If AI development follows this path, we can expect that many vendors will run out of cash before they can actually return their massive capital investment, and a few dedicated players will eventually produce AIs that can handle useful subsets of human thoughtwork in a decade or so, for a substantial fee. Perhaps in two decades we will actually have cost-effective AI employees in the world at large.

outworlder a day ago | parent [-]

> However, today, a decade or more in to the race, self-driving cars are here.

In a limited fashion, though.

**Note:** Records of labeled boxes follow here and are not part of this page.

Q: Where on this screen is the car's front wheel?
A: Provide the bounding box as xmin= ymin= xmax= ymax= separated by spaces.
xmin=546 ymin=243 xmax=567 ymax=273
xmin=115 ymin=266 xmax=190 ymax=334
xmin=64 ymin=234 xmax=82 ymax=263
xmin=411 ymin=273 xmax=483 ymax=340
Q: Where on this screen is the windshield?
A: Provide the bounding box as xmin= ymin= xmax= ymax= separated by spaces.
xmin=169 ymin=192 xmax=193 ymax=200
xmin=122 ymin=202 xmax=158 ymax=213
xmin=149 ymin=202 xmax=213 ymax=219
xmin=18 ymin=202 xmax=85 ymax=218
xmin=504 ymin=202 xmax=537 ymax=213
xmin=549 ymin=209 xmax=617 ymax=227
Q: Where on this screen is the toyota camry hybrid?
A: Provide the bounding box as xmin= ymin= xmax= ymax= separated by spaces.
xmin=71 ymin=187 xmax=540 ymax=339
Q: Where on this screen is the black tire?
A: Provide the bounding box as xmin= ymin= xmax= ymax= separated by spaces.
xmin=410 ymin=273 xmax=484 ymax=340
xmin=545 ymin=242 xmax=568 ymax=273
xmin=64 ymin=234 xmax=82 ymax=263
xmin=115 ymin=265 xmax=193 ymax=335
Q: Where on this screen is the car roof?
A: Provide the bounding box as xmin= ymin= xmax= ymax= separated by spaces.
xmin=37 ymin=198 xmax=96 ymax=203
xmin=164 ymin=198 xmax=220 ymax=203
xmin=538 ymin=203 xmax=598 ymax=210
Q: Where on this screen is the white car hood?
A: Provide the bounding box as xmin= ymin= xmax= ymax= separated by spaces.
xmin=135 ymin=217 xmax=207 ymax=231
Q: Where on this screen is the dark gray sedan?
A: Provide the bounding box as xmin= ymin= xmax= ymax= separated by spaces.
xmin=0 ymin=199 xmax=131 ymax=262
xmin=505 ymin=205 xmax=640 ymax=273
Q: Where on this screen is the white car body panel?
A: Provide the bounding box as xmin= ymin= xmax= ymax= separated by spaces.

We don't have generalized fully autonomous vehicles just yet.

janalsncm 2 days ago | parent | prev [-]

There are plenty of real applications that Nvidia is fueling. Things that make money. There will be a reckoning for the hype men, but there is a good amount of value still there.

(As always, the task of the hype man isn’t to maintain the bubble indefinitely, but just long enough for him to get his money out.)

There are more fundamental issues at play, where I see stock price fairly divorced from actual, tangible value, but the line still goes up because people are going to keep buying tulips forever, right?

It sucks because I think investing in the stock market takes away from dynamic investment in innovative startups and real R&D, and shift capital towards shiny things.